Nathan terdiam ditanya seperti itu. Dia menatap yang lain yang juga ikut menatapnya, menanti jawaban. Dengan sedikit ragu, Nathan akhirnya membuka suara. "Cuma kecapekan aja kok, Om."

"Pagi semuanyaaaa," Pembicaraan mereka semua terhenti saat Kayla yang tiba-tiba datang dengan semangat barunya pagi ini. Cewek itu  menempati kursi kosong disamping Nathan. "Sakit apa kemaren?" Tanyanya pada Nathan to the point.

"Capek doang."

***

Tawa-tawa bahagia terdengar dari keduanya. Dari mulai Nathan yang berlari mengejar Kayla sambil mengarahkan handy-cam di tangan nya kearah Kayla. Sampai Kayla yang berusaha mati-matian menghindar tiap kali cowok jahil itu mengarahkan benda sehidup sematinya.

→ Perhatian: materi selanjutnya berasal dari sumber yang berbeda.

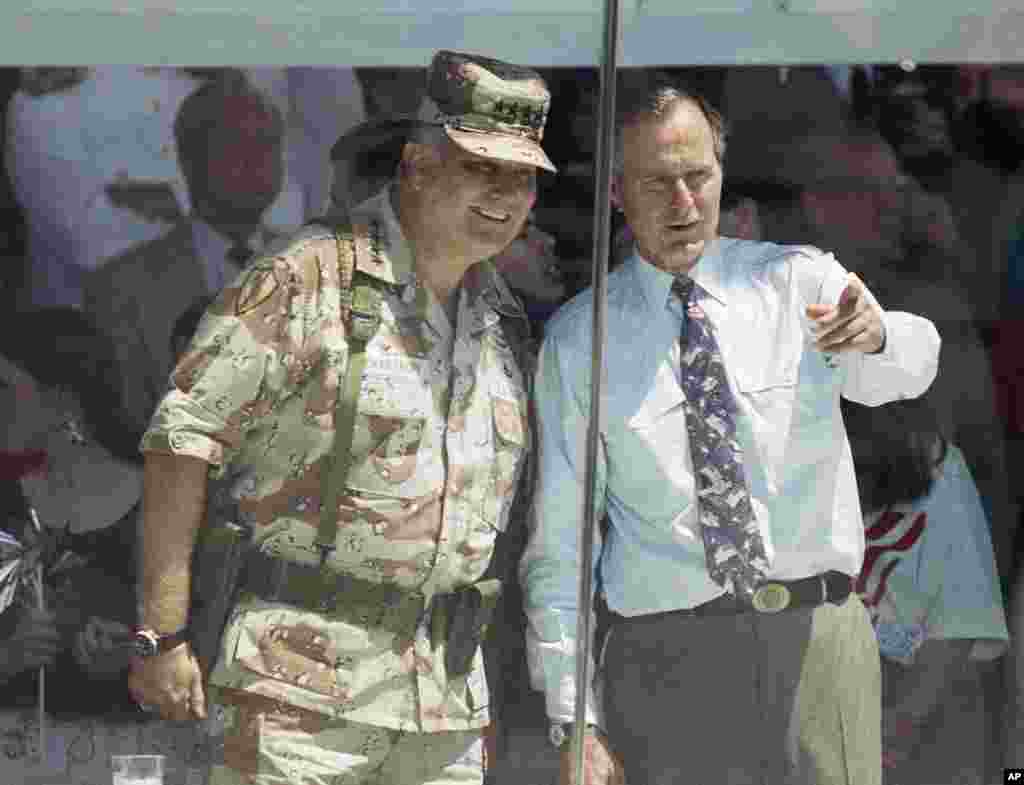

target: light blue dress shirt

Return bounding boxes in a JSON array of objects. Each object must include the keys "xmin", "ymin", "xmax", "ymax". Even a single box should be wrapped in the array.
[{"xmin": 520, "ymin": 238, "xmax": 940, "ymax": 722}]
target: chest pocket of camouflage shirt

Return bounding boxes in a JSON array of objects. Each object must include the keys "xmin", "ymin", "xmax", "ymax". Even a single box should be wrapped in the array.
[{"xmin": 347, "ymin": 360, "xmax": 440, "ymax": 498}]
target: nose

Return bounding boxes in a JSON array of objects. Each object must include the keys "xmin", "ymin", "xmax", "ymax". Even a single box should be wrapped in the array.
[{"xmin": 672, "ymin": 177, "xmax": 693, "ymax": 210}]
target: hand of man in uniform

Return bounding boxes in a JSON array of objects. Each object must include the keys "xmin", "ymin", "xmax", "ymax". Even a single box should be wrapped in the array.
[
  {"xmin": 558, "ymin": 731, "xmax": 626, "ymax": 785},
  {"xmin": 128, "ymin": 643, "xmax": 206, "ymax": 722},
  {"xmin": 807, "ymin": 272, "xmax": 886, "ymax": 354}
]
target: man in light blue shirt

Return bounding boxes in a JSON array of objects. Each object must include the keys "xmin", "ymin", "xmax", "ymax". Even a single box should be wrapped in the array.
[{"xmin": 520, "ymin": 73, "xmax": 939, "ymax": 785}]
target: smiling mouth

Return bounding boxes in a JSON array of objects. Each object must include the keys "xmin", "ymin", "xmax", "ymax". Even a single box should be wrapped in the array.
[{"xmin": 470, "ymin": 206, "xmax": 512, "ymax": 223}]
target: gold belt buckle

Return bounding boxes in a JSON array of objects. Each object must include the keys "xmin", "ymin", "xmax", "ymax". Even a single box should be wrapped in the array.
[{"xmin": 751, "ymin": 582, "xmax": 792, "ymax": 613}]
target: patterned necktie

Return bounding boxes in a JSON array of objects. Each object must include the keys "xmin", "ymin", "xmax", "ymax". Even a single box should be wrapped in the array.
[{"xmin": 672, "ymin": 277, "xmax": 768, "ymax": 599}]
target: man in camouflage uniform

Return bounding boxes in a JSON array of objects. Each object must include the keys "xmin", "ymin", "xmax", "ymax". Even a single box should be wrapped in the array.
[{"xmin": 130, "ymin": 52, "xmax": 553, "ymax": 785}]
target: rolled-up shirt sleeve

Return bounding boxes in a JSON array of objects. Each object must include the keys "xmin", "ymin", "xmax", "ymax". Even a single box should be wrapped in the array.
[
  {"xmin": 519, "ymin": 323, "xmax": 606, "ymax": 725},
  {"xmin": 139, "ymin": 259, "xmax": 304, "ymax": 476}
]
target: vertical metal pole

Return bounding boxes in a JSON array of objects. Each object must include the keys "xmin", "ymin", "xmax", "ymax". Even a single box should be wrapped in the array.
[{"xmin": 572, "ymin": 0, "xmax": 621, "ymax": 785}]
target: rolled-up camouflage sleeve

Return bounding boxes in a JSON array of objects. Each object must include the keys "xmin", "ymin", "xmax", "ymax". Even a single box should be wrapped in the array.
[{"xmin": 139, "ymin": 256, "xmax": 308, "ymax": 477}]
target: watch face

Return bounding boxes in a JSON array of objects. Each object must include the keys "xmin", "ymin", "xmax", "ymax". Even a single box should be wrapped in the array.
[
  {"xmin": 548, "ymin": 723, "xmax": 569, "ymax": 749},
  {"xmin": 132, "ymin": 631, "xmax": 160, "ymax": 657}
]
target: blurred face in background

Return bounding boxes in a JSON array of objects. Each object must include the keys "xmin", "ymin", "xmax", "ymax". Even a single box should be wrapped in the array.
[
  {"xmin": 193, "ymin": 94, "xmax": 285, "ymax": 224},
  {"xmin": 802, "ymin": 138, "xmax": 912, "ymax": 265}
]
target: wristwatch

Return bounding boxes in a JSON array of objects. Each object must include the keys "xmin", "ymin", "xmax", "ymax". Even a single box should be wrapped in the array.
[
  {"xmin": 132, "ymin": 627, "xmax": 188, "ymax": 657},
  {"xmin": 548, "ymin": 723, "xmax": 602, "ymax": 749}
]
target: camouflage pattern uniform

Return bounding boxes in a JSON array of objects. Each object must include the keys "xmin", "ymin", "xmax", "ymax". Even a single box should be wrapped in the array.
[{"xmin": 142, "ymin": 191, "xmax": 531, "ymax": 785}]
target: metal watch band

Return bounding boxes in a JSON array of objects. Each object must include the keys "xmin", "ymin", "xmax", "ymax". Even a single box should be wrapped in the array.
[{"xmin": 134, "ymin": 627, "xmax": 188, "ymax": 657}]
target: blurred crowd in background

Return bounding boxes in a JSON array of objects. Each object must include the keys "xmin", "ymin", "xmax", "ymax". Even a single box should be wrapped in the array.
[{"xmin": 0, "ymin": 63, "xmax": 1024, "ymax": 785}]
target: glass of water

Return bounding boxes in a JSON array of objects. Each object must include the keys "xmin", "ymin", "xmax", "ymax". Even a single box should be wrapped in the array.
[{"xmin": 111, "ymin": 755, "xmax": 164, "ymax": 785}]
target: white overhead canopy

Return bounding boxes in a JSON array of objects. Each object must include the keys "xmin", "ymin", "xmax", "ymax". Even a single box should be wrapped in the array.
[{"xmin": 0, "ymin": 0, "xmax": 1024, "ymax": 67}]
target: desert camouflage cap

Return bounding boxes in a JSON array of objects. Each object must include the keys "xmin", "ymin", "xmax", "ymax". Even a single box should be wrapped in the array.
[{"xmin": 331, "ymin": 50, "xmax": 555, "ymax": 172}]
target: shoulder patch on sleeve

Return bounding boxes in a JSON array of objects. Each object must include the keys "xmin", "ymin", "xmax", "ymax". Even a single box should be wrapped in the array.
[{"xmin": 234, "ymin": 265, "xmax": 281, "ymax": 316}]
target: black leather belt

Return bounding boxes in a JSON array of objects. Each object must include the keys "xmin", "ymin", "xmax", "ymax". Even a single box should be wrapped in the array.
[{"xmin": 610, "ymin": 570, "xmax": 853, "ymax": 621}]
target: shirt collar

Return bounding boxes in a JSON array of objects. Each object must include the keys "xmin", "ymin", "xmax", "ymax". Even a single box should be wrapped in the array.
[
  {"xmin": 191, "ymin": 217, "xmax": 266, "ymax": 267},
  {"xmin": 628, "ymin": 237, "xmax": 728, "ymax": 307},
  {"xmin": 352, "ymin": 186, "xmax": 416, "ymax": 285}
]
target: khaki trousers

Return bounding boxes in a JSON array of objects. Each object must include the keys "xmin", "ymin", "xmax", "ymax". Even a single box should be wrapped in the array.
[{"xmin": 599, "ymin": 595, "xmax": 882, "ymax": 785}]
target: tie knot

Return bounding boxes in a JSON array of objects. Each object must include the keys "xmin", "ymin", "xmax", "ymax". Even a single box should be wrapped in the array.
[
  {"xmin": 672, "ymin": 276, "xmax": 694, "ymax": 305},
  {"xmin": 224, "ymin": 243, "xmax": 253, "ymax": 267}
]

Nafas Kayla agak terengah sampai mereka tiba di taman belakang sekolah. Kayla menghela, diambilnya posisi duduk dengan kedua tangan yang menopang sedikit kebelakang, dan kaki yang dibiarkan berselonjor. "Perasaan akhir-akhir ini, lo suka banget ya bikin-bikin video pake handy-cam? Kenapa sih?" Kayla bertanya tanpa menoleh, seolah berbicara dengan angin.

"Emangnya kenapa? Nggak boleh?" Nathan balik bertanya dengan nada nyolot. Diaa sudah menutup handy-cam nya sedari mereka sampai di taman.

Kayla mengerucutkan bibir, fase nyebelin nya Nathan mulai keluar. "Sensi banget sih!" Rutuknya setiap kali Nathan berubah nyolot. "Kan cuma nanya."